Let’s talk about rewards, incentives, and similar systems—these too seem deliberately unclear.
One new practice involves paying workers through a debit card linked to the app. Sometimes they’ll say, “Looks like you’re struggling. Need a loan? You can repay it from your wages.” But wages are algorithmically set, and while repaying the loan, the pay per delivery might drop—so it takes more trips to repay it. Or there’s an incentive to go to an area with fewer workers, only to discover there’s little work there too, so even with higher rates, you earn less overall. If you were an employee, you’d have a stable wage, and they’d simply say, “Go cover that neighborhood.” Then there are bonuses, used to retain workers since having a large pool available is crucial for efficiency. A bonus might say: “Do 50 deliveries and get an extra $100.” But as you approach 50, the number of orders slows down—so you stay online longer instead of quitting early after hitting the target.

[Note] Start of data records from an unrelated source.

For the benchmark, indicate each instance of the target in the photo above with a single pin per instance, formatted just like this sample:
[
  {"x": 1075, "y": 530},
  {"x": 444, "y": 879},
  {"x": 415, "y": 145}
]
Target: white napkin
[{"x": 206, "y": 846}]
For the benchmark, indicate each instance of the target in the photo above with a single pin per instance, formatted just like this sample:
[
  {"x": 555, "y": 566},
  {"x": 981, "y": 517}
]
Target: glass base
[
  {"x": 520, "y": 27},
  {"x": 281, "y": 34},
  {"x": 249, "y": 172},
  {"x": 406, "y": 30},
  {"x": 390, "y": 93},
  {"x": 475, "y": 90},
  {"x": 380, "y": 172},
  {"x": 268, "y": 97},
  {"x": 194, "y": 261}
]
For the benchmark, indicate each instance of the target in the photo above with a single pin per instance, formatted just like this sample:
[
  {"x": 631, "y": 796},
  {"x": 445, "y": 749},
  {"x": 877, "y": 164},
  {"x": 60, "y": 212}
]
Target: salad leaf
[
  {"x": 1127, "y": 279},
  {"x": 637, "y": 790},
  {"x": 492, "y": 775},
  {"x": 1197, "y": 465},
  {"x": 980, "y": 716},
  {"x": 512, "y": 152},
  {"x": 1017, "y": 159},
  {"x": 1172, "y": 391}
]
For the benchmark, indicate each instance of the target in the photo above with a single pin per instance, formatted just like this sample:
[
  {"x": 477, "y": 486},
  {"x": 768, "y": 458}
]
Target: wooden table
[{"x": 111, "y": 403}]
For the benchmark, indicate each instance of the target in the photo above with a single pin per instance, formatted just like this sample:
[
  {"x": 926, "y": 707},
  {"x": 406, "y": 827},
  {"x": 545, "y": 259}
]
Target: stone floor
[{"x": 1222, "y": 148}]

Peter Thiel, one of Silicon Valley’s billionaires and a Trump supporter, once said technology was a way to change the world without consent or politics. And while tech has transformed our world, it hasn’t eliminated politics—it’s pushing it in an authoritarian direction. AI is being used to scan surveillance videos to identify protesters’ locations or undocumented workers—or to find out which foreign students have said or written the “wrong” things. In the workplace, technologies refined to hire, fire, evaluate, manipulate, and pay gig workers have now spread and been embedded in AI software systems purchased by employers across industries. These systems are already being used to hire, evaluate, and fire healthcare workers, logistics staff, IT professionals, and factory workers. It’s hard to imagine a more dystopian system.